Consider the “Mmm, mmm, mmm, Barack Hussein Obama,” thing. It doesn’t take a political genius to figure out that he’s mocking hero worhsip, but the commentators called it “insidious”, because they have no sense of humor, and are incapable of detecting sarcasm.
It’s more than the fake quotes, it’s the intentional separation of his quotes from their tone and context, so they can be twisted into something hateful. When you listen to his show you get much more of the context surrounding quotes he’s attacking. As long as people are ripping their opponent’s statements away from the context that gives them meaning so that they can destroy them, it won’t matter if fact checking takes place. Might as well just go with the defense that it sounds like something he would say, even if he didn’t say it.
Charles,
Very good point. I’ve listened to Rush’s radio show enough to tell that he often is being very sarcastic or hyperbolic, as you say. Humor has been a time-honored weapon and he is free to wield it (and if you listen to the show he sometimes does so well). Was Jonathan Swift crazy when his “Modest Proposal” put forward eating Irish children? So is he a cannibal? What about Dostoevsky’s mocking of intellectuals in “Demons”? Does that make him anti-academic? I wonder if a bigger issue isn’t coming about: the death of real humor. We take ourselves too seriously, and rebuff at being offended and cower at giving offense too much. In such a field, humor can’t last. Instead, it runs to increasingly smaller corners seeking the last redoubts of those who can take a joke.

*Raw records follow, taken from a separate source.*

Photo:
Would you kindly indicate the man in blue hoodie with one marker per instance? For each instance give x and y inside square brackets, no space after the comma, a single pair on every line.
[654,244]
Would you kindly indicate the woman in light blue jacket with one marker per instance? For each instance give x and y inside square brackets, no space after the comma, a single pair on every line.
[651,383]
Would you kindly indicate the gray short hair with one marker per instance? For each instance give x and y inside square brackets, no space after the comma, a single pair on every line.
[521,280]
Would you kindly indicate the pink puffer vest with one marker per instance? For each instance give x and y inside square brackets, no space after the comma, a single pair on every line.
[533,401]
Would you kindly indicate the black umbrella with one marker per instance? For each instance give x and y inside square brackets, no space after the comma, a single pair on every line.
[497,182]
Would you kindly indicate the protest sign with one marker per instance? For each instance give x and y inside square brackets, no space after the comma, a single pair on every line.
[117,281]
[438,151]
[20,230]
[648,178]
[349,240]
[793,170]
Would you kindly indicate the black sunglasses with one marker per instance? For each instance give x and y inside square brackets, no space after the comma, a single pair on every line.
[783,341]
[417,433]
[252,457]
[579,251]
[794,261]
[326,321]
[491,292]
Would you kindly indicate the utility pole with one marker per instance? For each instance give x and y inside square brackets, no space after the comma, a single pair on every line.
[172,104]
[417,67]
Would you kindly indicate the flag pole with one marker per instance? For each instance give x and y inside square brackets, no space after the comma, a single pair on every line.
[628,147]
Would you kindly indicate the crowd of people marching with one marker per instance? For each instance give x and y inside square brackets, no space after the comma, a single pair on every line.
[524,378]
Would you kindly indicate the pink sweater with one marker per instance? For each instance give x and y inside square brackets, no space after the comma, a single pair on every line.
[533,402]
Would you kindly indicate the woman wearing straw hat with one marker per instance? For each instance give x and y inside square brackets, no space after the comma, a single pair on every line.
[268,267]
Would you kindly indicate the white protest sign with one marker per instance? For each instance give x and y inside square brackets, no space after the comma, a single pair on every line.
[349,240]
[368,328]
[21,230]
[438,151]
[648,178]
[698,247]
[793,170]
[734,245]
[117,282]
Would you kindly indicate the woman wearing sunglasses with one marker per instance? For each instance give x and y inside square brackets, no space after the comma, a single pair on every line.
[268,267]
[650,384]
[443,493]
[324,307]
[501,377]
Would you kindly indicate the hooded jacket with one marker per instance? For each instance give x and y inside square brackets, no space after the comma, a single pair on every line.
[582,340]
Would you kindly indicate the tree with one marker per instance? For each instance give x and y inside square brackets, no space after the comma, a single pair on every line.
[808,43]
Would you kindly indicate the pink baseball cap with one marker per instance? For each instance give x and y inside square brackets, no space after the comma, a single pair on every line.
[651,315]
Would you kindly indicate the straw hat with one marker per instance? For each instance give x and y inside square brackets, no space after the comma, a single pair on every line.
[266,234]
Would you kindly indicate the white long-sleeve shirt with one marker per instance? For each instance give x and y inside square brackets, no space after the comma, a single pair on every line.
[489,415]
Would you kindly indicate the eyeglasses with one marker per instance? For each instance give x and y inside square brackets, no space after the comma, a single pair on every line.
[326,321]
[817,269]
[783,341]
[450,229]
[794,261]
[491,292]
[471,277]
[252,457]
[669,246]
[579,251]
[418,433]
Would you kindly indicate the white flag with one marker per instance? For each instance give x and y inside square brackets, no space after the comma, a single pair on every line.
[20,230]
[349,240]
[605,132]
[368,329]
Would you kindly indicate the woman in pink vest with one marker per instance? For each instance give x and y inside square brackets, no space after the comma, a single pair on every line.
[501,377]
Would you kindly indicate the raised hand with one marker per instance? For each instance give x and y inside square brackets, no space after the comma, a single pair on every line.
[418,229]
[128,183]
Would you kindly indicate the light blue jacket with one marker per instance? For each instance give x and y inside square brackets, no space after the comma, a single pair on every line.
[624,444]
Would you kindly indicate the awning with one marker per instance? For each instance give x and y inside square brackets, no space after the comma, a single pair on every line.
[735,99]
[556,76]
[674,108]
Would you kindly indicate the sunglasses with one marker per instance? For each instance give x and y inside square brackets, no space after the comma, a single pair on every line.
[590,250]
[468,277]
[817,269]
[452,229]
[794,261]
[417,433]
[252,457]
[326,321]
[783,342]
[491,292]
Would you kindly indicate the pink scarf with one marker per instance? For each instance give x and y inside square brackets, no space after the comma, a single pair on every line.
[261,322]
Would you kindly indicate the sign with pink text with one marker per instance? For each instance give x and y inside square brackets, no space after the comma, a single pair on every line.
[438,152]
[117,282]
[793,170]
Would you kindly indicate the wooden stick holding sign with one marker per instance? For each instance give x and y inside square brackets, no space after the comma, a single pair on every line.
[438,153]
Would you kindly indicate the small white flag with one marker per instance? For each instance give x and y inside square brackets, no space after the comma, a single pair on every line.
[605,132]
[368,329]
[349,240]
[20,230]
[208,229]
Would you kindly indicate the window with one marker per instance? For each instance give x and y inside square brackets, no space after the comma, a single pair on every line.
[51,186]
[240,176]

Rush shouldn’t be the only person and the only approach people should listen to; duh. Just like I’m not going to read only academic journals and dead theologians (and hence actually try to partake in pop culture). It’s also why I find the Daily Show often to be very funny even though it pushes political perspectives I don’t agree with. I get the joke and can laugh, even when it might be making fun of me.